(a) As used in this section, “steel producer” means a producer of steel products in California which in 1981 or any subsequent year produced at least 75,000 tons of rolled or finished steel and which has a maximum demand for electricity of 4,000 kilowatts or more at one plant location. Any steel producer which transfers any substantial amount of employment from its facilities in this state to any out-of-state facility or otherwise substantially reduces employment at its facilities in this state below the June 30, 1985, level, or fails to maintain and make reasonable and prudent investments in its facilities, as determined by the commission, is ineligible for any electric rate established pursuant to this section.
(b) As used in this section, “frozen food processor” means a corporation or person engaged in the processing of food in California, which food is classified according to the Standard Industrial Classification Manual, 1972, in Industry No. 2037 and Industry No. 2038 of Group 203, of Food and Kindred Products Major Group 20, as specified in Section 2900.3 of Title 7 of the Code of Federal Regulations. “Processing of food” includes the postprocessing storage of frozen food in a warehouse, or other facility, until the frozen food leaves the control or responsibility of the frozen food processor or until the frozen food processor no longer has an obligation to store the food.
(c) As used in this section, “system average rate” means total jurisdictional revenues of the electrical corporation divided by total jurisdictional sales.
(d) Every electrical corporation furnishing electricity to a steel producer, frozen food processor, or other heavy-industry customer, as determined and specified by the electrical corporation, shall prepare and file tariffs providing rates which shall be lower than the system average rate and take into consideration all of the following:
(1) Specific service requirements of individual customers, including, but not limited to, reliability, interruptability, quantity of use, and requirements of voltage.
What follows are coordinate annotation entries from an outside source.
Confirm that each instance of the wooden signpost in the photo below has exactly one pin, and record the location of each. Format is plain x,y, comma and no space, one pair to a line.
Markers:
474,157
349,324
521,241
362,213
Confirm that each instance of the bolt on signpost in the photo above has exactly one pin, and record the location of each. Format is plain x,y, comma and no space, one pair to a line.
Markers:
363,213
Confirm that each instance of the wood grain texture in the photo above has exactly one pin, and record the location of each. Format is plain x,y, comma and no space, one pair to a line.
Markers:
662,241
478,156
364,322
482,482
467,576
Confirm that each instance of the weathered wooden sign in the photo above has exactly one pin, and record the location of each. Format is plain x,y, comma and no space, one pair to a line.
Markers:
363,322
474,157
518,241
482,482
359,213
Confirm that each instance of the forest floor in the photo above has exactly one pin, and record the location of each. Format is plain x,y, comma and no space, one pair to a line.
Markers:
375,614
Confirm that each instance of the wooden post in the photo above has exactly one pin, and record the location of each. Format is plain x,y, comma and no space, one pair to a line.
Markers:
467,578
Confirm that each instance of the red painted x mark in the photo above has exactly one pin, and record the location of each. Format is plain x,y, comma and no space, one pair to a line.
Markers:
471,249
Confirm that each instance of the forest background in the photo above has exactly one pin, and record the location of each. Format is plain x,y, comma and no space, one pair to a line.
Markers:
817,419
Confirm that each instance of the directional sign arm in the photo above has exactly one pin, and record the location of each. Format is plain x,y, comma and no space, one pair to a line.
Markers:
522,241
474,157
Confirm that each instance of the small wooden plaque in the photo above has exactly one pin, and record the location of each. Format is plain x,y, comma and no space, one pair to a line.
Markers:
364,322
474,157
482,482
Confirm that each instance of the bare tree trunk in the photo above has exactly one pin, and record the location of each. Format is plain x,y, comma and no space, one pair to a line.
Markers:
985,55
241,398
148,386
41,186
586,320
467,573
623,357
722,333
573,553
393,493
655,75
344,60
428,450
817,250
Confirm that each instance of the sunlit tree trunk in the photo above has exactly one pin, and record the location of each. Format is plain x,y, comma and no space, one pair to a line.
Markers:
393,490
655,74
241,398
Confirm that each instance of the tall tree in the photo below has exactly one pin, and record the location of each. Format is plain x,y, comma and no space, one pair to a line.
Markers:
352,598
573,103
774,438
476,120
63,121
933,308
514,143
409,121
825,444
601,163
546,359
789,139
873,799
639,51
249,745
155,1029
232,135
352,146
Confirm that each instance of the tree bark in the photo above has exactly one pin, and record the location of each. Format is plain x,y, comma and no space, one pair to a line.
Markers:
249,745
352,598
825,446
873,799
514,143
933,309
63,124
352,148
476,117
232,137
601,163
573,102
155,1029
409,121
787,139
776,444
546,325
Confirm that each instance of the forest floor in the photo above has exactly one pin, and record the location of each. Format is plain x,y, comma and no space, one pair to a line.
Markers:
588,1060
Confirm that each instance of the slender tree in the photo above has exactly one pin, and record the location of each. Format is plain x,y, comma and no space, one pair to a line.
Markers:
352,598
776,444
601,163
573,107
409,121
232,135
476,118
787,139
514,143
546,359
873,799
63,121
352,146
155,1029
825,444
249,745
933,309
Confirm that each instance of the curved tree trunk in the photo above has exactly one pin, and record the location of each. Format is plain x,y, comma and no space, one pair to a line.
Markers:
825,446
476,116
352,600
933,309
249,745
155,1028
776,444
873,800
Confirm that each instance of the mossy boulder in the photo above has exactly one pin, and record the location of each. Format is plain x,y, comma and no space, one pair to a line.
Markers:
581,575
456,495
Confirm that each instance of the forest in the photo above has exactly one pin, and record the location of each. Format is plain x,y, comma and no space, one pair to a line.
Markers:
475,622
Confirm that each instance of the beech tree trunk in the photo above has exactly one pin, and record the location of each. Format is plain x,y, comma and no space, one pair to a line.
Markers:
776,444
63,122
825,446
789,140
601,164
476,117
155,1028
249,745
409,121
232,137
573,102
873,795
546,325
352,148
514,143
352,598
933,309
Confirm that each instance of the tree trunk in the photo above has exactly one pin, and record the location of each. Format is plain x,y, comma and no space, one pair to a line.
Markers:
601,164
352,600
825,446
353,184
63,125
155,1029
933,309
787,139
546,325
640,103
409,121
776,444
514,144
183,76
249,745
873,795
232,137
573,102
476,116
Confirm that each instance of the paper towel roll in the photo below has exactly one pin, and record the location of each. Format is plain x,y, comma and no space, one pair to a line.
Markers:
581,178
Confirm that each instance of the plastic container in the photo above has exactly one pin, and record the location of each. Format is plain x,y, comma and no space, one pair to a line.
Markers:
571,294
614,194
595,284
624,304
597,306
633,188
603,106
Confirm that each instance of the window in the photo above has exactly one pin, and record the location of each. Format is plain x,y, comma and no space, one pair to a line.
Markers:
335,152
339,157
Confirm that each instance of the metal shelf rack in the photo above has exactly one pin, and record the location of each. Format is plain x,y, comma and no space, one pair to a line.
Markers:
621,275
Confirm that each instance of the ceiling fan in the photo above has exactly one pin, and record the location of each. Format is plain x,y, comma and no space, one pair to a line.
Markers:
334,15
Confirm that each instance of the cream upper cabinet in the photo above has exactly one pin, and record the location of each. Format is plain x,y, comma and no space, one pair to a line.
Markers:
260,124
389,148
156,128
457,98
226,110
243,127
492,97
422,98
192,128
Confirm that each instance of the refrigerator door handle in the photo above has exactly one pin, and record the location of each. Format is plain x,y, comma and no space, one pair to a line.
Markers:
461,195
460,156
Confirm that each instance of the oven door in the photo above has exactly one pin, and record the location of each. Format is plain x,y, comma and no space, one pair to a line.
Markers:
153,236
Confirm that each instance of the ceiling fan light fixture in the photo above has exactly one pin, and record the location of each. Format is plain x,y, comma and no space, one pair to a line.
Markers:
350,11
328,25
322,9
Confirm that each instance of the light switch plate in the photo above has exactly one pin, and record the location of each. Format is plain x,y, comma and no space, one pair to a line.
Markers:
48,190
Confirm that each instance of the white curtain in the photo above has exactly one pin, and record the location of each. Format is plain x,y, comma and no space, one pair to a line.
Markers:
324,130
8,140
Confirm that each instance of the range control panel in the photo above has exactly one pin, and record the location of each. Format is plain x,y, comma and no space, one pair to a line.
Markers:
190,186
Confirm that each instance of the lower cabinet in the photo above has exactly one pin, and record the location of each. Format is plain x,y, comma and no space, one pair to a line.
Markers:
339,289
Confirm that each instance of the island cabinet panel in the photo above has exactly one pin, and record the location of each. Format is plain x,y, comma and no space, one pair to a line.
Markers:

(2) Incentives to achieve conservation, improvements in efficiency, and time-of-day load shifting.
(3) Implementation at the option of the customer.
(4) Cost of service.
(e) The commission shall consider and approve tariffs which shall be consistent with this section and which shall be in effect on and after July 1, 1992.
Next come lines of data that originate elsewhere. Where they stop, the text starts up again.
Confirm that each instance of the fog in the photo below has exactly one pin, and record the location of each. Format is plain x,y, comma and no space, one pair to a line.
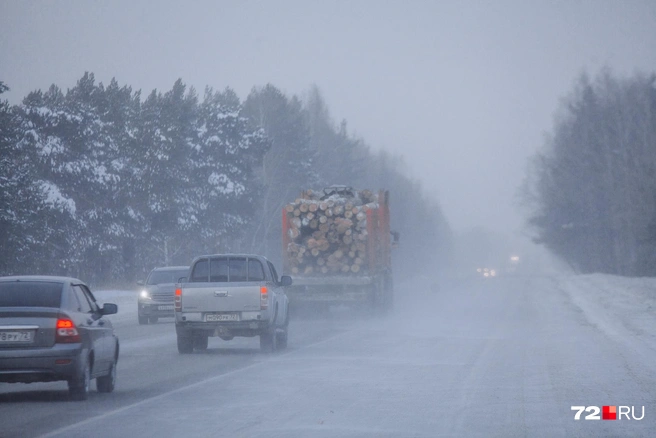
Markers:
464,91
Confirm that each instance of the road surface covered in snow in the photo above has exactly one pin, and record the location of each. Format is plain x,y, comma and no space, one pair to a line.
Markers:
505,356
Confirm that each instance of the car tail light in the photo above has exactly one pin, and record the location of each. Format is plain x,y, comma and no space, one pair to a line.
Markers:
178,300
66,332
264,298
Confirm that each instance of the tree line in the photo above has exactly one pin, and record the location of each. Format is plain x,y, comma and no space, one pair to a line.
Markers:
102,183
592,189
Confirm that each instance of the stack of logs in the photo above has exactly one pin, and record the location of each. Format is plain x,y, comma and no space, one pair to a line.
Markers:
328,236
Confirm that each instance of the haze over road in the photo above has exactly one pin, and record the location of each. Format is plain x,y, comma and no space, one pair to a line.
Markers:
505,357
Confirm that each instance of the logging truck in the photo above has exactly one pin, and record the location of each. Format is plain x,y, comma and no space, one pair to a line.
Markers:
337,247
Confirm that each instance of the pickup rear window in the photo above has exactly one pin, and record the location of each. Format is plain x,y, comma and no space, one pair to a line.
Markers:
30,294
227,269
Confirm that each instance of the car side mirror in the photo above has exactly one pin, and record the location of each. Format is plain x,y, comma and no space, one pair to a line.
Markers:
285,280
109,309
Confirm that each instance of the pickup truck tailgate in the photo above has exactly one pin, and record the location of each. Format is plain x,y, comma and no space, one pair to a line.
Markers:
221,299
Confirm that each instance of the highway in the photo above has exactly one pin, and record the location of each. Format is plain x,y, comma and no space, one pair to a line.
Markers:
499,357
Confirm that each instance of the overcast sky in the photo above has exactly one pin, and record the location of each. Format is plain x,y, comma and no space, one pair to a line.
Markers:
465,91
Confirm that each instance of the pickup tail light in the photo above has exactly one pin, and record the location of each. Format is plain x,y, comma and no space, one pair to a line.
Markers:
66,332
178,300
264,298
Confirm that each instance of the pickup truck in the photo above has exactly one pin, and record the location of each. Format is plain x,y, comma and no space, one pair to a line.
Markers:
228,295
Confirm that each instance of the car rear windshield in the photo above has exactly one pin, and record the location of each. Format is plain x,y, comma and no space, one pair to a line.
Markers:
223,270
164,277
30,294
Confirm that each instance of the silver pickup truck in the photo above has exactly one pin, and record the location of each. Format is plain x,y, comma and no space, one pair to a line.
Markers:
228,295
(f) The commission may approve contracts between an electrical corporation and its heavy industrial customers as determined by the electrical corporation, of not more than ten years’ duration, in which the electrical corporation buys from the heavy industrial customer the right to interrupt the customer’s service on short notice, as determined by the commission. The payment mechanism may include a discounted rate for service. In approving and determining the reasonableness of these contracts, the commission may consider, among other things, the price paid by the electrical corporation for the right to interrupt, the value of that right to the utility system and its ratepayers, and the benefits to the ratepayers and the people of the state of retaining heavy industrial customers. Throughout the term of any of these contracts, the commission shall have the right to amend the contract. Every contract subject to this subdivision shall include a provision indicating that the contract is subject to amendment by the commission as provided in this subdivision. This subdivision does not supersede the requirement of subdivision (d) that the commission establish a heavy industrial tariff.